Almanacco cinema 2016

– Cinema –

 Per quanto concerne il cinema ciò che ho visto è stato immensamente inferiore, in termini di quantità, a quello che ho ascoltato. Vista poi la somiglianza di genere dei titoli che vi propongo, ho deciso che li radunerò in una sola classifica. Prima di parlarne nello specifico e di elencarli vorrei fare un quadro più ampio, traendo le conclusioni sul 2016 cinematografico. La critica che faccio al cinema moderno è la scarsa quantità, se non assente, di sceneggiature o soggetti originali. Non discutendo sulla qualità degli stessi, è ormai evidente che la maggior parte delle pellicole siano seguiti, rifacimenti, riproposizioni, approfondimenti di cose e film già visti. Nella mia stessa lista un solo film è un tema originale e infatti per questo merita di diritto il primo posto. In questo senso il cinema sta vivendo ormai da qualche anno un impoverimento creativo notevole a livello narrativo. In ogni caso vi posso dire che andare in sala a vedersi un film rimane ancora un momento magico, salvo farsi rovinare lo spettacolo da disturbatori molesti presenti solo per commentare ad alta voce senza la benché minima conoscenza cinematografica.
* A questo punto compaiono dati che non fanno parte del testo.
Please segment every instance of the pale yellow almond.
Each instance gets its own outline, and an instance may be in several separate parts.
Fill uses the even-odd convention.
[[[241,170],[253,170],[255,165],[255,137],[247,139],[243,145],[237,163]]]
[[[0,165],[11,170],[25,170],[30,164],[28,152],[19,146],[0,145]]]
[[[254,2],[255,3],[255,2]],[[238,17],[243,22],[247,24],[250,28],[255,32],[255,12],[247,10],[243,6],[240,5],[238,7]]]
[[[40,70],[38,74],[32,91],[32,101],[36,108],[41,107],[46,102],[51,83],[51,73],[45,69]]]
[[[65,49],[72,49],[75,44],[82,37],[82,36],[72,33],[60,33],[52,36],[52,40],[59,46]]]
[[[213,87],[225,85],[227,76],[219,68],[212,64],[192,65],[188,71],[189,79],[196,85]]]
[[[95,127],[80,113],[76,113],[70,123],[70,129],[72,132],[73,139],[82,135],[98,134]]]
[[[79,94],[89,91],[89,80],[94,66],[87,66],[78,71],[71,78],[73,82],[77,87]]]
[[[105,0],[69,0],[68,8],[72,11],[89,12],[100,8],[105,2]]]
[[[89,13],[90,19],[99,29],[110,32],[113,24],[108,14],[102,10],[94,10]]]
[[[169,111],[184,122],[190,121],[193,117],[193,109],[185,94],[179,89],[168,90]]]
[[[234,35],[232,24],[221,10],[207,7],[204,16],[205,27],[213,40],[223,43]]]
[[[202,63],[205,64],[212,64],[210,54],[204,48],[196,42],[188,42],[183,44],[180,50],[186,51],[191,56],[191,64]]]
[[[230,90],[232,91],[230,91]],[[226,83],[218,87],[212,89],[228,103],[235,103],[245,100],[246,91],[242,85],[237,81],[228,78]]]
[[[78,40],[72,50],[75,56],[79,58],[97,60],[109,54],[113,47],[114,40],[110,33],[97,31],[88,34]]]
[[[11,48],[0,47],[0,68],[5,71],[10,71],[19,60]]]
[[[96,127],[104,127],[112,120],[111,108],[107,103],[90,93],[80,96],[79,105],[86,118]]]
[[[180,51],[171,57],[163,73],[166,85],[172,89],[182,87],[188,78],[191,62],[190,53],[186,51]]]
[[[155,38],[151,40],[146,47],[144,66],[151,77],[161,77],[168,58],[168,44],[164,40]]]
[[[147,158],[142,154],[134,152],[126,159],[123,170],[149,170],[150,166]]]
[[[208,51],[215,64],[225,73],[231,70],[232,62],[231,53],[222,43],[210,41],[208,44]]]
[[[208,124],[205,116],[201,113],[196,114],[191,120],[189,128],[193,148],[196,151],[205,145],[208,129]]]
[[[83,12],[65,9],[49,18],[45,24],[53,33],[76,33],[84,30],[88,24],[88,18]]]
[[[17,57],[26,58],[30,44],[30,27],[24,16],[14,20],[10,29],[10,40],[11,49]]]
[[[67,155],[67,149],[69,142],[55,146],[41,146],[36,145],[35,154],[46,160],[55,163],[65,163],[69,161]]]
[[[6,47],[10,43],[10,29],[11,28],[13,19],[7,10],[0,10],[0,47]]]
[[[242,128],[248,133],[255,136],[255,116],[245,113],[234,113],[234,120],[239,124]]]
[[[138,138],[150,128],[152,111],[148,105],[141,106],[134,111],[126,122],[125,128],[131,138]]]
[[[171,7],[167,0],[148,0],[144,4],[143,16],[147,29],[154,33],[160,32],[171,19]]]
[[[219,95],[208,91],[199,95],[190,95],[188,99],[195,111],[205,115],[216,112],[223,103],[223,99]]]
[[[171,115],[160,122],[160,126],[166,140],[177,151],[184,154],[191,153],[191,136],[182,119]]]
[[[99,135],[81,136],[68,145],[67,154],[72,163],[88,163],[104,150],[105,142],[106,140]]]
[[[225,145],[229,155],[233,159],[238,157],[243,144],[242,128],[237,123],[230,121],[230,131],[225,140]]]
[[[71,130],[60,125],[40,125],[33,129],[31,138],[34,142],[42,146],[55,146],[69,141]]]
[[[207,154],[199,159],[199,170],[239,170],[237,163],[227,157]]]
Venendo alle note positive, una qualità che ho notato in alcune produzioni recenti è la voglia di alcuni cineasti di proporre strutture e risvolti di trama più imprevedibili e originali, che sfuggano alla grande contrapposizione del bianco e del nero e che si occupino di più delle sfumature di grigi. In questo senso 10 Cloverfield Lane, che ho posto in cima alla classifica, rappresenta un ottimo esempio. Una ragazza in fuga dalla sua vita rimane travolta da un imminente catastrofe apocalittica di natura non chiara. Fatto sta che è sotto terra, in un bunker, ostaggio di un omone che dice di averla portata la sotto perché fuori l’aria è irrespirabile, ma in realtà nessuno sa’ cosa c’è là fuori. In un’ambientazione claustrofobica il film prende i tratti del racconto di suspense ma non è tutto. I generi si mescolano e niente può essere dato per scontato per la protagonista e allo stesso modo per lo spettatore! E’ stimolante ed esaltante il racconto di Dan Trachtenberg, sostenuto in produzione da J.J. Abrams. Il finale è una romantica dedica agli anni ’80 in un trionfo di estetica e genialità.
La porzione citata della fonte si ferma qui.